Two identical capacitors A and B are charged to the same potential V and are connected in two circuits at t=0 as shown in figure.The charges on the capacitor at a time `t=CR` are, respectively,

A. VC,VC
B. VC/e,VC
C. VC,VC/e
D. VC/e,VC/e

To solve the problem, we need to analyze the behavior of two identical capacitors A and B, which are charged to the same potential V and connected in two different circuits at time t=0. ### Step-by-Step Solution: 1. **Understand the Circuit Configuration**: - Capacitor A is connected in a circuit with a diode in forward bias, meaning the positive terminal of the capacitor is connected to the anode of the diode. - Capacitor B is connected in a circuit with a diode in reverse bias, meaning the positive terminal of the capacitor is connected to the cathode of the diode. 2. **Initial Charge on Capacitors**: - Both capacitors are initially charged to the same potential V. Therefore, the initial charge (Q) on each capacitor is given by: \[ Q = C \times V \] where C is the capacitance. 3. **Behavior of Capacitor A (Forward Biased)**: - In the forward bias condition, the diode allows current to flow.
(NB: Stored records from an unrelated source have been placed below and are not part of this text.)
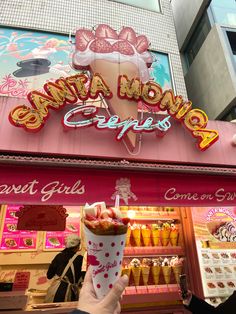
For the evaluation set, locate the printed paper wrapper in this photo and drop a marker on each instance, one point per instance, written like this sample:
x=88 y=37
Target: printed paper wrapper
x=105 y=255
x=146 y=235
x=156 y=235
x=177 y=272
x=156 y=274
x=174 y=235
x=145 y=274
x=165 y=237
x=166 y=270
x=136 y=272
x=128 y=235
x=137 y=236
The voltage across the capacitor will decrease over time as it discharges through the resistor R. - The voltage across the capacitor as a function of time (t) is given by: \[ V(t) = V_0 \cdot e^{-t/(RC)} \] where \( V_0 = V \). 4. **Calculate Voltage at t = CR**: - Substitute \( t = CR \) into the voltage equation: \[ V(CR) = V \cdot e^{-CR/(RC)} = V \cdot e^{-1} = \frac{V}{e} \] - The charge on capacitor A at this time is: \[ Q_A = C \cdot V(CR) = C \cdot \frac{V}{e} = \frac{CV}{e} \] 5. **Behavior of Capacitor B (Reverse Biased)**: - In the reverse bias condition, the diode blocks current flow, effectively making the circuit open. Therefore, the charge on capacitor B remains unchanged. - The charge on capacitor B at time t = CR is still: \[ Q_B = C \cdot V = CV \] 6. **Final Charges on Capacitors**: - At time \( t = CR \): - Charge on Capacitor A: \( Q_A = \frac{CV}{e} \) - Charge on Capacitor B: \( Q_B = CV \) ### Conclusion: The charges on the capacitors at time \( t = CR \) are: - Capacitor A: \( \frac{CV}{e} \) - Capacitor B: \( CV \) Thus, the correct answer is **C. \( CV, \frac{CV}{e} \)**.